A simple host program that triggers this vulnerability is included with this
report: see `fusee-launcher.py`. Note the restrictions on its function in the
following section.


### Proof of Concept

Included with this report is a set of three files:
  * `fusee-launcher.py` -- The main proof-of-concept accompanying this report.
    This python script is designed to launch a simple binary payload in the
    described bootROM context via the exploit.
  * `intermezzo.bin` -- This small stub is designed to relocate a payload from
    a higher load address to the standard RCM load address of `0x40010000`. This
    allows standard RCM payloads (such as `nvtboot-recover.bin`) to be executed.
  * `fusee.bin` -- An example payload for the Nintendo Switch, a representative
    and well-secured device based on a T210. This payload will print information
    from the device's fuses and protected IROM to the display, demonstrating that
    early bootROM execution has been achieved.

**Support note:** Many host-OS driver stacks are reluctant to issue unreasonably
large control requests. Accordingly, the current proof-of-concept includes code
designed to work in the following environments:
  * **64-bit linux via `xhci_hcd`**. The proof-of-concept can manually submit
    large control requests, but does not work with the common `ehci_hcd` drivers
    due to driver limitations. A rough rule of thumb is that a connection via a
    blue / USB3 SuperSpeed port will almost always be handled by `xhci_hcd`.
  * **macOS**. The exploit works out of the box with no surprises or restrictions
    on modern macOS.

Windows support would require addition of a custom kernel module, and thus was
beyond the scope of a simple proof-of-concept.

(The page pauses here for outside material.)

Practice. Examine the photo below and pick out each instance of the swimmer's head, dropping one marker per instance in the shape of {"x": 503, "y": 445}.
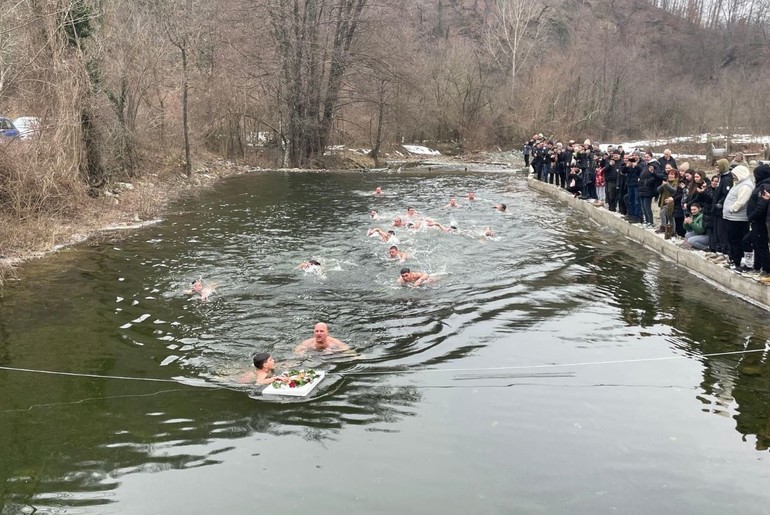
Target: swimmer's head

To use this proof-of-concept on a Nintendo Switch:
  1. Set up an Linux or macOS environment that meets the criteira above, and
     which has a working `python3` and `pyusb` installed.
  2. Connect the Switch to your host PC with a USB A -> USB C cable.
  3. Boot the Switch in RCM mode. There are three ways to do this, but the first--
     unseating its eMMC board-- is likely the most straightforward:
      1. Ensure the Switch cannot boot off its eMMC. The most straightforward way to
         to this is to open the back cover and remove the socketed eMMC board; corrupting
         the BCT or bootloader on the eMMC boot partition would also work.
      2. Trigger the RCM straps. Hold VOL_UP and short pin 10 on the right
         JoyCon connector to ground while engaging the power button.
      3. Set bit 2 of PMC scratch register zero. On modern firmwares, this requires
         EL3 or pre-sleep BPMP execution.
  4. Run the `fusee-launcher.py` with an argument of `fusee.bin`. (This requires
     `intermezzo.bin` to be located in the same folder as `fusee-launcher.py`.)

    ```
    sudo python3 ./fusee-launcher.py fusee.bin
    ```

If everything functions correctly, your Switch should be displaying a collection
of fuse and protected-IROM information:

![exploit working](switch_hax.jpg)


### Recommended Mitigations

In this case, the recommended mitigation is to correct the USB control request
handler such that it always correctly constrains the length to be transmitted.
This has to be handled according to the type of device:
  * **For a device already in consumer hands**, no solution is proposed.
    Unfortunately, access to the fuses needed to configure the device's ipatches
    was blocked when the ODM_PRODUCTION fuse was burned, so no bootROM update
    is possible. It is suggested that consumers be made aware of the situation
    so they can move to other devices, where possible.
  * **For new devices**, the correct solution is likely to introduce an
    new ipatch or new ipatches that limits the size of control request responses.

It seems likely that OEMs producing T210-based devices may move to T214 solutions;
it is the hope of the author that the T214's bootROM shares immunity with
the T186. If not, patching the above is a recommended modification to the mask ROM
and/or ipatches of the T214, as well.